Well, not quite everyone. Fortenberry called for "serious investigative reporting" to discover "who is causing this type of divisiveness in our city." Perhaps not trusting that journalists would do the necessary digging, the police were also put on the case of the googly eye vandal. Remarkably, some crack CSI work led them to a suspect. Fingerprints from the googly eyes apparently matched fingerprints collected from earlier acts of political vandalism. "Betsy Riot" stickers, the mark of a local "neo-suffragist punk patriot resistance," had been left not only on the Fortenberry sign but also on the office doors of the two Republican senators for the state of Nebraska. Patricia Wonch Hill, a University of Nebraska sociology professor, is now alleged to be a serial political vandal.

Professors, like everyone else, should refrain from political vandalism.
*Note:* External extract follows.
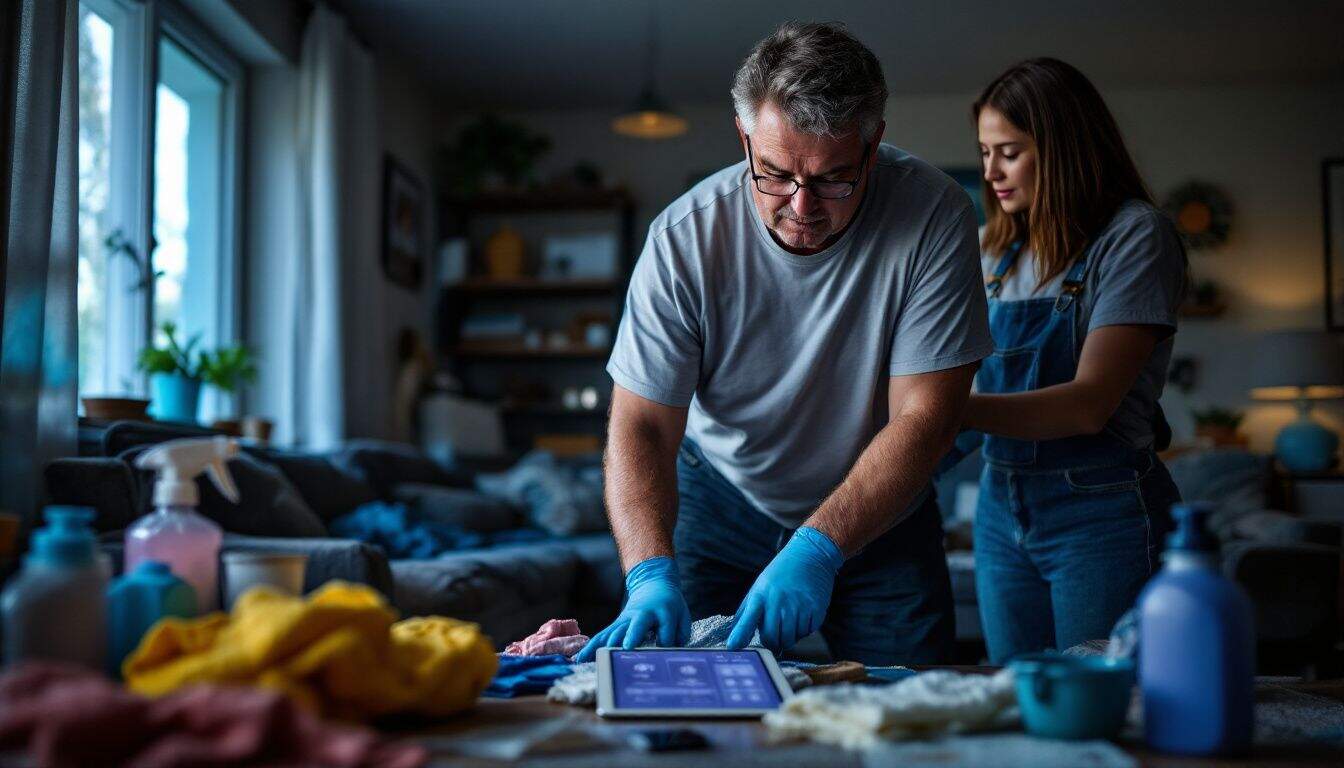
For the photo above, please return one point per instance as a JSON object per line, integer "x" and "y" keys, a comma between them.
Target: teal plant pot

Certainly the wanton exhibition of googly eyes does little to elevate the public discourse and does not contribute to the sort of mature democratic deliberation that professors should be trying to help foster. Wonch Hill will face the full weight of the criminal justice system for her offenses (so far the coffers of her legal defense fund seem adequate to pay her misdemeanor fines).

But some are not satisfied. They have called upon the University of Nebraska to take action of its own. The university, admirably, has emphasized that it takes no notice of such "a personal legal matter." University bylaws recognize that the university "should not impose sanctions to duplicate the functions" of civil authorities unless "the University's interest as an academic community is clearly involved." Nonetheless, some local conservatives are grumbling that the university should do something about such taxpayer-funded radicals.

Presumably, the University of Nebraska will withstand the political pressure to crack down on the googly eye vandal. Conservatives should think twice about whether they really want university administrators to have the discretion to discipline wayward professors for minor legal infractions or selectively punish those who express unpopular political views. It is not hard to imagine how such a power could be used against the small minority of professors who hail from the political right. If universities are free to dispense with a professor whose views or actions might "drag them through the mud," then universities are as likely to lose the intellectually adventurous as the politically sophomoric, the traditionalist as the radical. The world would be a better place if fewer members of the campus community thought that they can best strike a blow for justice by putting stickers with political slogans on everything, but conservatives are not helping when they seek to crank up the machinery of censorship.